Saturday, February 14, 2009

Bundling Becomes Official by Michael Gorback MD


From the New York Times, January 30, 2008:

"Two main causes of the system's ills are century-old business models, for the general hospital and the physician's practice, both of which are based on treating illness, not promoting wellness. Hospitals and doctors are paid by insurers and the government for the health care equivalent of piecework: hospitals profit from full beds and doctors profit from repeat visits. There is no financial incentive to keep patients healthy."


Reading this article you would think we are sitting in our offices with 2-3 week wait times for appointments trying to dream up ways to make patients come back for unnecessary visits. You would think we don't care if our patients are healthy.
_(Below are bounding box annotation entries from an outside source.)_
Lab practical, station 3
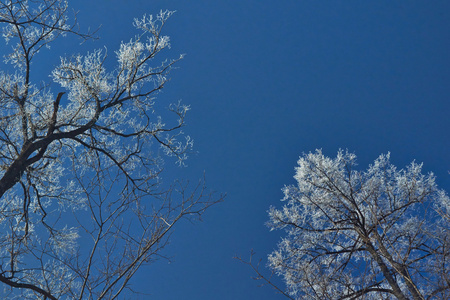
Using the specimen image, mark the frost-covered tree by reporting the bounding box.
[269,151,450,300]
[0,0,220,299]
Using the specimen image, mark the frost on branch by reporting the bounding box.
[268,150,450,300]
[0,0,220,299]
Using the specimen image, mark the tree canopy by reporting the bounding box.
[268,150,450,300]
[0,0,220,299]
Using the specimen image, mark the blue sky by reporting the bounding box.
[35,0,450,300]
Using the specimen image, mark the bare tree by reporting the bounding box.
[0,0,220,299]
[258,150,450,300]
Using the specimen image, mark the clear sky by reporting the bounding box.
[34,0,450,300]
Yes, hospitals profit from full beds, but hospitals do not fill their own beds any more than airlines or hotels, which also profit from full occupancy, do. Doctors admit patients and hospitals are not allowed to pay them for referrals.


We don't need a financial incentive to keep people healthy. Although as a specialist in a very narrow field that doesn't fall into my particular type of practice, I still counsel patients about weight loss, managing diabetes, smoking cessation, etc, and the family docs in the area do a superb job on health maintenance.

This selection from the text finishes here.